Hardy Ivy (1779–1842) is said to be the first person of European descent to permanently settle in what is now the city of Atlanta, Georgia.

==Settlement==
By 1821 the last of the Native Americans who held claim to the land east of the Chattahoochee River ceded their land to the state of Georgia in the "Creek Indian Cession of 1821". West of the Chattahoochee remained Cherokee territory. Shortly thereafter the land was divided into square land lots of 202½ acres each. In 1833 Ivy, from the Abbeville district of South Carolina, purchased Land Lot 51 of the 14th district of what was then Dekalb County from James Paden for the sum of $225.

Ivy built a double log cabin near where the Marriott Marquis hotel now stands at the corner of Courtland and Ellis Street presumably shortly after he acquired the land. At that time DeKalb County included all of what is now Fulton County in which most of Atlanta City limits currently resides and the lot itself is now bounded by Edgewood on the south, Park Pl. and Peachtree on the west, a line south of Ralph McGill on the north and old Fort St. on the east. His land lot was on the northeastern edge of the heart of the original downtown Atlanta. It is presumed that Mr. Paden had not occupied the land previous to selling it to Mr.
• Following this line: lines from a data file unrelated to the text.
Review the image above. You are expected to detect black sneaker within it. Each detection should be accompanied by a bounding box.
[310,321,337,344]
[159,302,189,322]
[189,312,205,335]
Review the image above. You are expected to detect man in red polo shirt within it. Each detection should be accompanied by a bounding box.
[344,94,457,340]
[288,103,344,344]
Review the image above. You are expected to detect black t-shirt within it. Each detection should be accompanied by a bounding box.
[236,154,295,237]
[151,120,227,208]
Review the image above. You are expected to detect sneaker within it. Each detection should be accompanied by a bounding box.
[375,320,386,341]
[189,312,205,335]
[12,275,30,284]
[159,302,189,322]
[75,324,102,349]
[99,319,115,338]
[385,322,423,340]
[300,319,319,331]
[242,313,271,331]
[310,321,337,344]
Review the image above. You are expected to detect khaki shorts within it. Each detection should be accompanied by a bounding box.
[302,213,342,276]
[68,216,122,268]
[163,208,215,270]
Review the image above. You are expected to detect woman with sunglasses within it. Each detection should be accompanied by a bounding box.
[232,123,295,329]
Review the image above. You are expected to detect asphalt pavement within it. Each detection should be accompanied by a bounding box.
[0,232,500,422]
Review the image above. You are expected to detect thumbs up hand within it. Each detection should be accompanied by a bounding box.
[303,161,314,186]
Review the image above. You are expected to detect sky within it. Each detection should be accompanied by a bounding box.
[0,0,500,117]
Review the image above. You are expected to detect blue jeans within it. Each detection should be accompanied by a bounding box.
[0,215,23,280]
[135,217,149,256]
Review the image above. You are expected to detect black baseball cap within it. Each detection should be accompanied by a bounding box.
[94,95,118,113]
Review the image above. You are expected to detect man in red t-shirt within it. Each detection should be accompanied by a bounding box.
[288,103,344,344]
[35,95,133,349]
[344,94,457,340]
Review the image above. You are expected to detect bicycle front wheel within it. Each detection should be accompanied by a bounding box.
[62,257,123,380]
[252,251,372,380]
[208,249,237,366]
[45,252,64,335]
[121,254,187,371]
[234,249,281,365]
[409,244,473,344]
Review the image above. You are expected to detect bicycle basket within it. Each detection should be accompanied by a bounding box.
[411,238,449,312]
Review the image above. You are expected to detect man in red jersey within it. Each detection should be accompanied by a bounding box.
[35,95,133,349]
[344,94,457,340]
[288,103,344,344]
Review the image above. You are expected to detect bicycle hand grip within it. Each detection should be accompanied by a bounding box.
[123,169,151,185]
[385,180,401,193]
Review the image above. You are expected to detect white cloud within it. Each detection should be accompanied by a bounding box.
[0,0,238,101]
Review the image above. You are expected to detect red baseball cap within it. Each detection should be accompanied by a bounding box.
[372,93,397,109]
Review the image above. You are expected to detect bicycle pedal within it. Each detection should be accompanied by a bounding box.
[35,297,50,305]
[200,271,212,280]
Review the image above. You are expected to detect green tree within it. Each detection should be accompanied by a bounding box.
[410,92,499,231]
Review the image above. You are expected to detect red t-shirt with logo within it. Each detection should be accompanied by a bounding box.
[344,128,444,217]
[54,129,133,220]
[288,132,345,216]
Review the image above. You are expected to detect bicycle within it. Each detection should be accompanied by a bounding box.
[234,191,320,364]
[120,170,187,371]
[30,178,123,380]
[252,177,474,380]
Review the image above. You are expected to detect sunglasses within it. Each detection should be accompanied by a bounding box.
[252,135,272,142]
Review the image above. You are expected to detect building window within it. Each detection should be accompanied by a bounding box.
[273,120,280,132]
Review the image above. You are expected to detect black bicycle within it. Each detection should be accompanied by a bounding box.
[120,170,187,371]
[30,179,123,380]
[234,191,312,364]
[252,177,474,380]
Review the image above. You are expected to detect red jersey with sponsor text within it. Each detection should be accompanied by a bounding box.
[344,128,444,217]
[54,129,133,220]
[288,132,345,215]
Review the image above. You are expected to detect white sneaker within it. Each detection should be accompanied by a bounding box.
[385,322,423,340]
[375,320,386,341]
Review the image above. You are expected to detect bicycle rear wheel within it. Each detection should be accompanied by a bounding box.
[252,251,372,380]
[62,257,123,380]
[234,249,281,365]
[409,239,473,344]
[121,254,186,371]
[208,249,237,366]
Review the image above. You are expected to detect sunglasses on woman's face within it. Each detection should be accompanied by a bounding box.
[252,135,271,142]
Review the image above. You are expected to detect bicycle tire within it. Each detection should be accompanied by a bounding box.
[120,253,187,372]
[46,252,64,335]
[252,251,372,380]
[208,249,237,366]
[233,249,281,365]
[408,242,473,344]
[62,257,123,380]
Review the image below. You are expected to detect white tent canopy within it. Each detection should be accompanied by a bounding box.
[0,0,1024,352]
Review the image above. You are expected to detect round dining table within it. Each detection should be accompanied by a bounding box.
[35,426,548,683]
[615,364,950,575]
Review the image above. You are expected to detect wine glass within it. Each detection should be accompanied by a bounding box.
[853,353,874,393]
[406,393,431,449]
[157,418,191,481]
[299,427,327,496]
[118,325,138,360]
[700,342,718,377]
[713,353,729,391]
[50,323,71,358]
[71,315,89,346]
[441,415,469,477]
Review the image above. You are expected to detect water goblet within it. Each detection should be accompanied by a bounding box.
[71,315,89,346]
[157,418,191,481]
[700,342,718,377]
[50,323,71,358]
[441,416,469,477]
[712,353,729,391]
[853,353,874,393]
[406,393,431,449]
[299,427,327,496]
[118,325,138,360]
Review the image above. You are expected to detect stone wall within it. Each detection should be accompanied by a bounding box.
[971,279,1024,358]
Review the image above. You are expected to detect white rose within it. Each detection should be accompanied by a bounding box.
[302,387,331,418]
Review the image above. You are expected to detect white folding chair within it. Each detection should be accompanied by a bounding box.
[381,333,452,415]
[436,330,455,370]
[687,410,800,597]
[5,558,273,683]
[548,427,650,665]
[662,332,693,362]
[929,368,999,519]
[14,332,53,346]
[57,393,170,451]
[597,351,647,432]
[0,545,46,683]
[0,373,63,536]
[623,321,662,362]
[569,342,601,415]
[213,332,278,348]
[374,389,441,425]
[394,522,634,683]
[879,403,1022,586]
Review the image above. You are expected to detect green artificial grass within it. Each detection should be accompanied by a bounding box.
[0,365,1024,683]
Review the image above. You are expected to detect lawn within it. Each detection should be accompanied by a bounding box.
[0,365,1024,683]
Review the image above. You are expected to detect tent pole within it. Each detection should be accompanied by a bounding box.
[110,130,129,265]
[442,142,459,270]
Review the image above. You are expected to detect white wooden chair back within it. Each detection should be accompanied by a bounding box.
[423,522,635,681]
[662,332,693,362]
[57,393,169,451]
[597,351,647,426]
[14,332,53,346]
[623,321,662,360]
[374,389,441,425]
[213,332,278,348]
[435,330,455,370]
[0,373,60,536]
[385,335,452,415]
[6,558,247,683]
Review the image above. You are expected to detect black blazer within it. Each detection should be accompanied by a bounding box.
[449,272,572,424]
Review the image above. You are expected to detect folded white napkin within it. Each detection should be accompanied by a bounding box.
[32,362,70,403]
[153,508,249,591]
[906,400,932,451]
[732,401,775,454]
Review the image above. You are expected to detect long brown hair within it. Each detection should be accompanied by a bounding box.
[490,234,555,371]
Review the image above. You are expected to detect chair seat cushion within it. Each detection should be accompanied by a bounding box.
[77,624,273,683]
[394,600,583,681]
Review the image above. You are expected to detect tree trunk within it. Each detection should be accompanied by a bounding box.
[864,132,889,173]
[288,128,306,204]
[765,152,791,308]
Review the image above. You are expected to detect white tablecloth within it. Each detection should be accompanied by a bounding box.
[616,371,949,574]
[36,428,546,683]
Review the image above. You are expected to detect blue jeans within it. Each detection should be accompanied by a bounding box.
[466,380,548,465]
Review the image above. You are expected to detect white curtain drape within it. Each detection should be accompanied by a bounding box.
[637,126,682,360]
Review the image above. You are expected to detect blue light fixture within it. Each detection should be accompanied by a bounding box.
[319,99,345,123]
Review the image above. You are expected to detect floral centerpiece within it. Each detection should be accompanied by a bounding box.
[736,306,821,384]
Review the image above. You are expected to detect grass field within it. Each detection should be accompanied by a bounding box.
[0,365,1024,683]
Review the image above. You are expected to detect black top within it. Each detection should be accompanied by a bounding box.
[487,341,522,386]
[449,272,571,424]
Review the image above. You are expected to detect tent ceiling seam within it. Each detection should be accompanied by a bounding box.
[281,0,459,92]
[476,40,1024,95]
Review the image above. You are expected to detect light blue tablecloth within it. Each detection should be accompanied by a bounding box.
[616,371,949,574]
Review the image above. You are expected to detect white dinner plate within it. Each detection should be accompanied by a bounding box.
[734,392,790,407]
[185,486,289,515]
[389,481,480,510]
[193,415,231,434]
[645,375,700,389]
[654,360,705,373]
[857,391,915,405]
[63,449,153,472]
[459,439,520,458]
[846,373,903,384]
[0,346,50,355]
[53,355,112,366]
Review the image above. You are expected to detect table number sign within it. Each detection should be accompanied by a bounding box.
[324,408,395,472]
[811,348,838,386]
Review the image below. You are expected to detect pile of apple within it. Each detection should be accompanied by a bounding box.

Ivy.

At the time Ivy could not have known that his new real estate acquisition was destined to become the center of a major city. As the driving force behind the growth of the town that eventually became Atlanta was its location as the terminus point of the Western and Atlantic Railroad which was chartered by the State Legislature of Georgia on December 21, 1836.
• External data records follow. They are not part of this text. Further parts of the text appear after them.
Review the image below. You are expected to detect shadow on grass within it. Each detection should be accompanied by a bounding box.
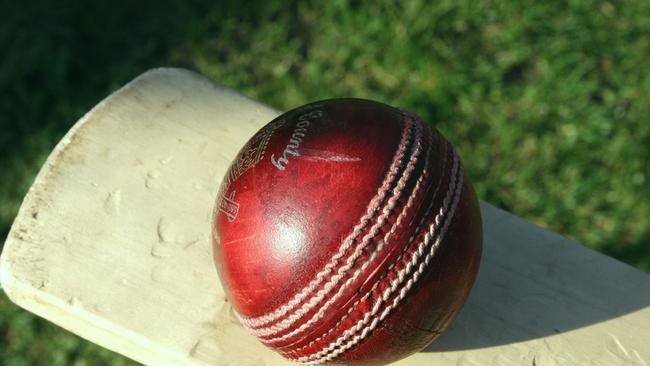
[425,204,650,352]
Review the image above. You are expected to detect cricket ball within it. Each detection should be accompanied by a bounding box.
[213,99,481,365]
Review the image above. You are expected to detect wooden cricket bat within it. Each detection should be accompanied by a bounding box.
[0,69,650,366]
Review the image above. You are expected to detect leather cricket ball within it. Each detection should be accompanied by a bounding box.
[213,99,482,365]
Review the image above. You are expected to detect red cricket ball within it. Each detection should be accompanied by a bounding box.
[213,99,481,364]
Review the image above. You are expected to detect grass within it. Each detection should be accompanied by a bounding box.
[0,0,650,366]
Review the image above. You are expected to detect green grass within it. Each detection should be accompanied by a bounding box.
[0,0,650,365]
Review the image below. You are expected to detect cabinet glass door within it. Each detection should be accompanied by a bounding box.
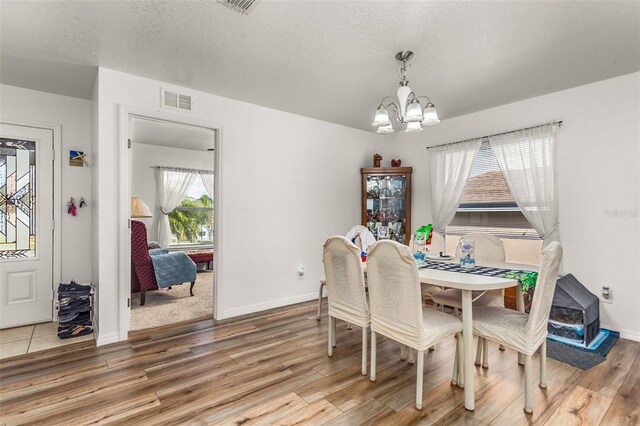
[366,175,407,244]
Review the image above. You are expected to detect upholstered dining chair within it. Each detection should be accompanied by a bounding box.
[367,240,462,410]
[317,225,376,320]
[470,241,562,414]
[431,232,505,368]
[322,236,371,376]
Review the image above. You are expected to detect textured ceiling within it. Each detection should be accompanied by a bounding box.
[0,0,640,130]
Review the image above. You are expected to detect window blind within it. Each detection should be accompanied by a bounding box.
[446,142,540,239]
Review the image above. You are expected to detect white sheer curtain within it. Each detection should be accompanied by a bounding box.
[200,173,213,199]
[489,123,560,245]
[158,169,197,247]
[428,138,482,235]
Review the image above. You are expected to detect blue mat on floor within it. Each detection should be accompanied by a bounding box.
[547,329,620,370]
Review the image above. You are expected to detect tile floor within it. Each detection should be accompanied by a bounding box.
[0,322,94,359]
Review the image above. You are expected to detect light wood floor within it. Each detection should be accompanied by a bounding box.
[0,302,640,426]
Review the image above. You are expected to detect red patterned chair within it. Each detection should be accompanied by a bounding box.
[131,220,196,306]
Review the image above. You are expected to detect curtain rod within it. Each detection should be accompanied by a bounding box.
[151,166,213,175]
[427,120,562,149]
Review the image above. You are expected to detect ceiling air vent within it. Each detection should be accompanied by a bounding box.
[218,0,262,15]
[161,90,193,111]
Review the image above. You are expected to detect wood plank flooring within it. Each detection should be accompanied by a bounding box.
[0,302,640,426]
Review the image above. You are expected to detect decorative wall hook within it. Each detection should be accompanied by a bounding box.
[67,197,76,216]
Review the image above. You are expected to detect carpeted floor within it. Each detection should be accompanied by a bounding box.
[131,271,213,331]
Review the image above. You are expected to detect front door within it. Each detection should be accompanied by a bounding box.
[0,123,54,328]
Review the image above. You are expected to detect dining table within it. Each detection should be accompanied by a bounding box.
[418,258,538,411]
[318,258,539,411]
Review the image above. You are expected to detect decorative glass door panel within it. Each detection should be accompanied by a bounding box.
[0,138,36,259]
[362,167,412,244]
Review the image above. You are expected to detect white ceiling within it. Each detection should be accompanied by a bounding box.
[129,118,215,151]
[0,0,640,130]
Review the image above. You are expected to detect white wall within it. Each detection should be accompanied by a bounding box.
[382,73,640,340]
[131,142,214,236]
[0,84,93,282]
[93,68,382,344]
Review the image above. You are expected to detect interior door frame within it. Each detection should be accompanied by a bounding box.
[118,104,222,341]
[0,117,64,321]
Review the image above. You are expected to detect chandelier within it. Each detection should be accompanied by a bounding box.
[371,50,440,133]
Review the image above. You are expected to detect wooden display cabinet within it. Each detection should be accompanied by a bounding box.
[360,167,413,244]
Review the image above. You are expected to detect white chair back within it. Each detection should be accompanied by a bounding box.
[367,240,425,347]
[527,241,562,347]
[456,232,506,262]
[322,236,370,327]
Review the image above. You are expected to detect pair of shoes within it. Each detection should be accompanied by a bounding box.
[58,311,91,331]
[58,281,91,296]
[58,300,91,316]
[58,325,93,339]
Surveying for the railroad was begun in 1837 and by 1838 the now famous 'zero mile post' marking its termination was placed in Land Lot 78 - just west of Ivy's holdings.

==Death==
He was thrown from his horse and killed during the winter of 1841–1842. His estate was valued at $714.67.
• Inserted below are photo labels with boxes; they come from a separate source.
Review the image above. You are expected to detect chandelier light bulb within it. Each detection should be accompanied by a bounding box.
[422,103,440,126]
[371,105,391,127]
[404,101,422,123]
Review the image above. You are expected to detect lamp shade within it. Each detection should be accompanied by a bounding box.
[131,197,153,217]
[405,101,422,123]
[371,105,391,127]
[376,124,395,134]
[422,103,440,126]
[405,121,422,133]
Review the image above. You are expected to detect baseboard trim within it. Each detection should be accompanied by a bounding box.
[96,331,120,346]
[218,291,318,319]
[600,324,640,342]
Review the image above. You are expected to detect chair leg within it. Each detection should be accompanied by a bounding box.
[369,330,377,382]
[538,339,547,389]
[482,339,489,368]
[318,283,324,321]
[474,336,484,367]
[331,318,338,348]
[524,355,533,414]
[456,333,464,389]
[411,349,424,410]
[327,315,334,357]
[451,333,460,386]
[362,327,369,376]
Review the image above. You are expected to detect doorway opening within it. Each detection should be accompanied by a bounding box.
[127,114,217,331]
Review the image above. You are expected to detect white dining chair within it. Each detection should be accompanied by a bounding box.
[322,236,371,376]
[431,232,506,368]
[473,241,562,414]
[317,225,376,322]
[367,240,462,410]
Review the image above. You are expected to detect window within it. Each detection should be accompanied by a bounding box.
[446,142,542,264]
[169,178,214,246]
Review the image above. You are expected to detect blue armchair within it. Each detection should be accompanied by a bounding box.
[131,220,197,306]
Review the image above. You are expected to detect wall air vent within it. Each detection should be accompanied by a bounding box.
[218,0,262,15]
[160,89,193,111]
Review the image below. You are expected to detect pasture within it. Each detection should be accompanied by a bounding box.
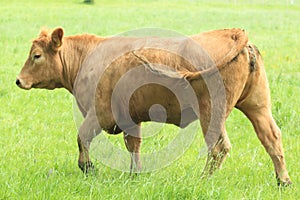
[0,0,300,200]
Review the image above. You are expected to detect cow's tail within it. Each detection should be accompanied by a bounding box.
[132,51,218,81]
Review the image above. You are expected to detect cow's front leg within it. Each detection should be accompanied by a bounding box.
[124,124,142,174]
[77,115,101,173]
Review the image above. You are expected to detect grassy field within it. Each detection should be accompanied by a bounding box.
[0,0,300,200]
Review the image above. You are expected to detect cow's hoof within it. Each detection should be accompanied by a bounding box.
[78,161,94,174]
[277,179,292,187]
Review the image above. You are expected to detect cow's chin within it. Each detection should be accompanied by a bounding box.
[31,82,56,90]
[18,82,32,90]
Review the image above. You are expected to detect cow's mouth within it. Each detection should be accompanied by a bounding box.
[16,78,32,90]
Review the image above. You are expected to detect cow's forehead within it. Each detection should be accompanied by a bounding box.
[31,37,50,50]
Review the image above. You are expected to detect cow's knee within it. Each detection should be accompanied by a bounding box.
[77,136,94,173]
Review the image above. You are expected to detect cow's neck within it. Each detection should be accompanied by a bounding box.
[59,35,105,93]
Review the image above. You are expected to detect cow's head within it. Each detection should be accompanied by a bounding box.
[16,28,64,90]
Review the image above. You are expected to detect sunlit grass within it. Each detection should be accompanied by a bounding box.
[0,0,300,199]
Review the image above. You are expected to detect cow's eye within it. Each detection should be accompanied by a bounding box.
[33,54,41,60]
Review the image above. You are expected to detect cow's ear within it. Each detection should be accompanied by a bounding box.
[51,28,64,50]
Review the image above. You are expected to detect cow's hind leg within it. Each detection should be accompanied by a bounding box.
[200,98,231,177]
[124,124,142,174]
[202,119,231,177]
[203,131,231,176]
[239,104,292,186]
[77,115,101,173]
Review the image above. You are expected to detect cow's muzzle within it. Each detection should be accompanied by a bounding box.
[16,78,32,90]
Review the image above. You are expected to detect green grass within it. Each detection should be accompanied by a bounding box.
[0,0,300,199]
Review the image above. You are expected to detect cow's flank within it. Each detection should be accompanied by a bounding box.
[16,28,291,185]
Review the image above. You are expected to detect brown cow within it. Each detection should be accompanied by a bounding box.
[16,28,291,185]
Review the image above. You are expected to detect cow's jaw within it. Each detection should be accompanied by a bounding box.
[16,78,32,90]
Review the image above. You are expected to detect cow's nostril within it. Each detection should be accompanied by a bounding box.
[16,79,21,85]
Ivy Street which is in the immediate vicinity of his cabin was named in his honor and remained so named until late in the 20th century when Ivy Street was renamed Peachtree Center Avenue to honor the newly developed mixed use building complex designed by John Portman. Hardy Ivy Park in Downtown Atlanta also commemorates Ivy.

==Other early settlers==
Even though Ivy and his wife (Sarah Todd Ivy 1782–1886) were the first settlers within the area which was to become downtown Atlanta there were earlier settlers in the immediate vicinity, most notably Sarah Todd Ivy's brother and his wife - Richard Copeland Todd and Martha Todd. The Todd family had settled nearby in 1823, ten years before Hardy Ivy purchased his land. But their landlot was just outside the original Atlanta city limits when the city was incorporated by charter on December 29, 1847. The Todd's land lot (17 of the 14th district, also 202½ acres) encompassed much of what is now known as the neighborhood of Virginia-Highland and is well within the present city limits of Atlanta. One of the oldest known roads in Atlanta 'Todd Road' is clearly indicated on many civil war maps and its route is a direct connection between the Ivy Homestead and the Todd's. A small portion of 'Todd Road' still exists in Virginia Highland.